Bath loses a CD shop

Bath Compact Discs – which regularly featured on lists of the type ‘The Best Little Shops in Bath’ – has now closed. The website is still going (although the directions to the shop are still there as I write this) and business continues online, but after a big sell-off in December (in which I picked up some recordings I’m very glad to have) the former premises in Broad Street await another occupant.
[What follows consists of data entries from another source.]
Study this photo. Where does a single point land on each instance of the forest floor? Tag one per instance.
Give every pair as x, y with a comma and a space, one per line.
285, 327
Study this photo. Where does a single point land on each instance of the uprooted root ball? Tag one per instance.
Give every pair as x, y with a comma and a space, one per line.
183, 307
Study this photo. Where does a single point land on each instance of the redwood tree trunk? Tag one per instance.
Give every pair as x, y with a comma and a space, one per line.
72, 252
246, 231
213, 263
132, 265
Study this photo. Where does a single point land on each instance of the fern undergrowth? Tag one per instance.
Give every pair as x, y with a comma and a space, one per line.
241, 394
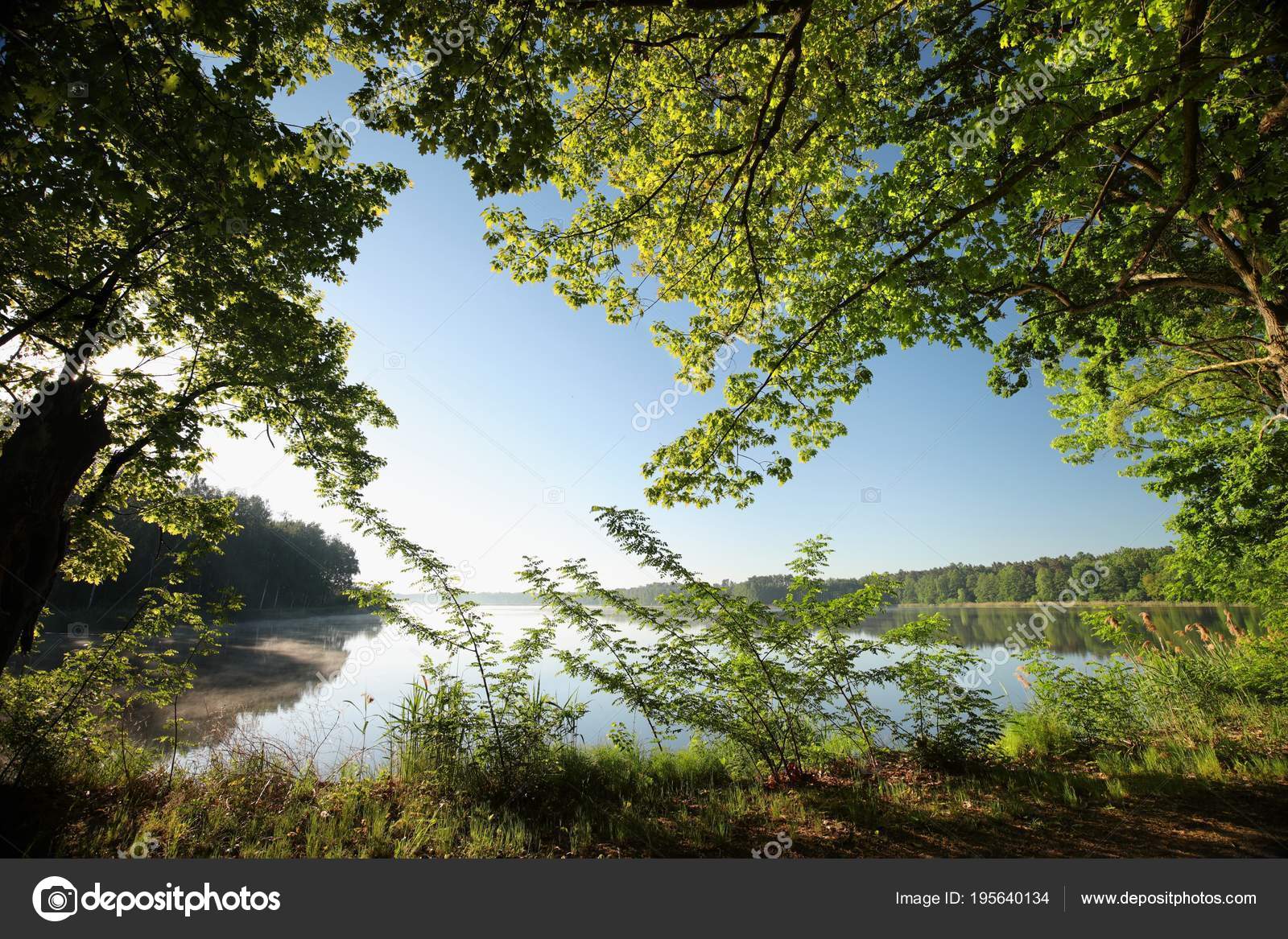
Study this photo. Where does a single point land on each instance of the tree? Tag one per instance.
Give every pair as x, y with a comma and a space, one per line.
1092, 187
156, 210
It’s a standard comment on such events to lament high business rates and competition from the internet, and to regret that one cannot now serendipitously find interesting CDs by browsing through a physical rack. But there are so many more things about the shop that I miss:

  • the flyers and posters for local events (admittedly the posters came and went. At one point they used to fall off the wall and set off the burglar alarm). And with this the advertising opportunity for one’s own concerts
  • the information about new releases put out by record companies and left on display
  • the possibility of bumping into music-loving friends, or just striking up a conversation with a fellow music-lover over a rack of CDs
  • trying to identify the music playing as you came in
  • comparing reviews in the published CD review guides. Yes, you can do something similar on the internet but it’s not as easy
  • the knowledgeable staff
  • teaching children about repertoire by showing them the names of composers on the racks. One of mine liked going through the composers one by one: ‘Delius – isn’t he the one you don’t like?’